The Patient Protection and Affordable Care Act includes provisions that will increase pay-for-performance measures in Medicare. Additionally, the National Business Group on Health continues to submit comments to CMS to urge payment reform based on quality and efficiency.

In addition, in November of 2013 a bipartisan group of members of Congress (primarily House Ways and Means and Senate Finance Committee members) have introduced bills to change how Medicare reimburses physicians from a fee-for-service to a pay-for-performance (P4P) model in order to pay for the so-called "Doc Fix".

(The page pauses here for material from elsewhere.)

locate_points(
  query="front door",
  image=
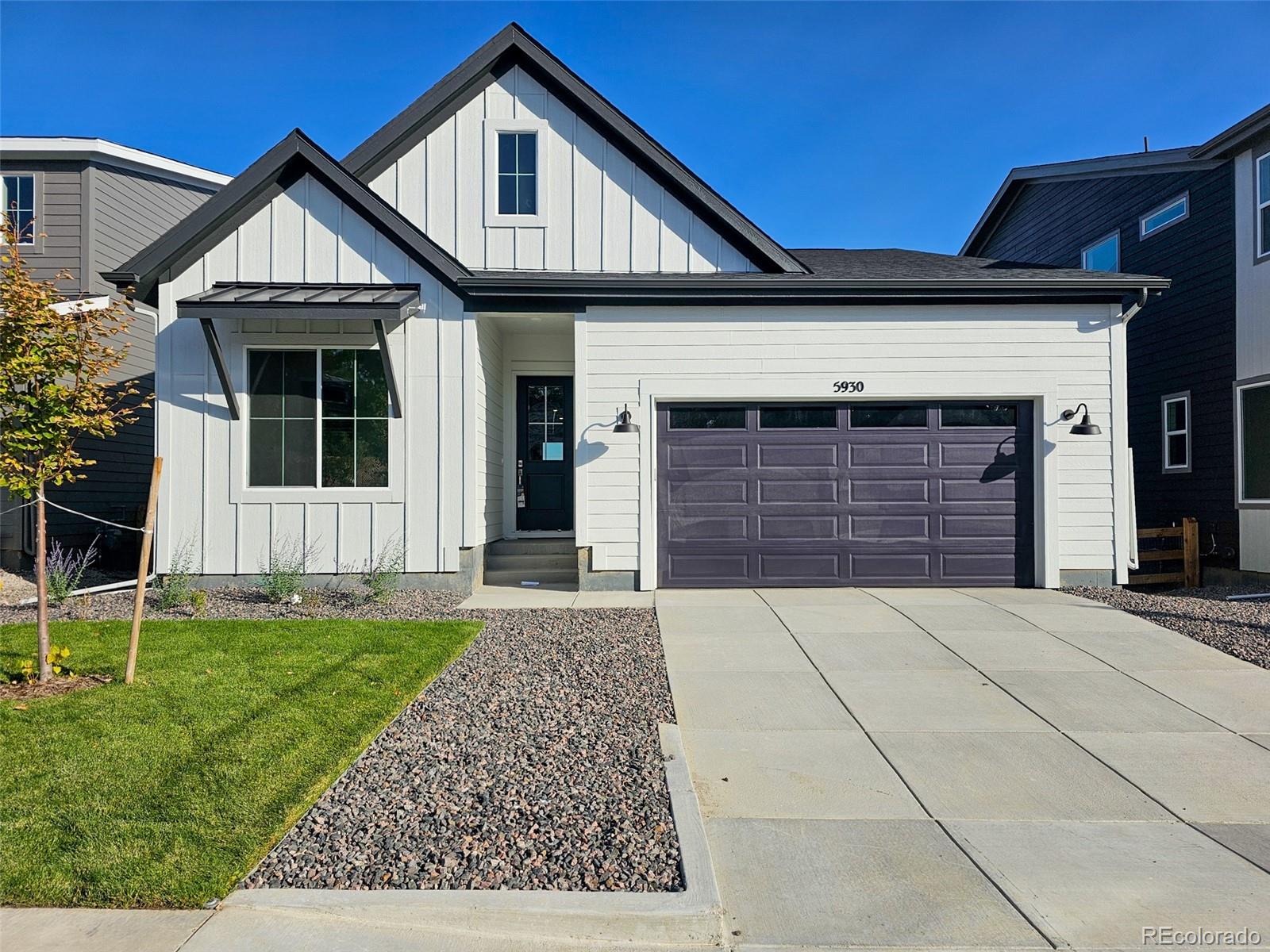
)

As Congress continues to delay Medicare physician payment cuts, the Business Group strongly recommends that Congress ties pay-for-performance to any restoration of planned Medicare physician reimbursement cuts.

What Can Employers Do?

P4P is not a silver bullet, but a key component of health system reform. Employers can participate in P4P efforts like Bridges to Excellence and work with vendors to incorporate incentives that encourage primary care capabilities, eliminate waste and overuse, and improve patient safety.

Some specific examples:

  • Ask health plans to redesign network contracts directing payment and utilization to primary care. Make sure plans use the most recent Medicare's resource-based relative value scale (RBRVS) Relative Value Units.
  • Ask your health plan to implement non-payment for never event policies.
  • Pay for telephone and online services with CPT codes introduced in 2008. Telephone calls and e-visits can provide patients with greater access to their physicians. Employee education and communications about the services will encourage appropriate use.
  • Ask your health plans to report on primary care performance at the practice level. Many major health plans already evaluate performance using clinical measures, infrastructure assessment and utilization in several areas such as generic drugs, ER use and imaging.
  • Ask your health plan how it is managing commonly overused procedures identified by the National Priorities Partnership.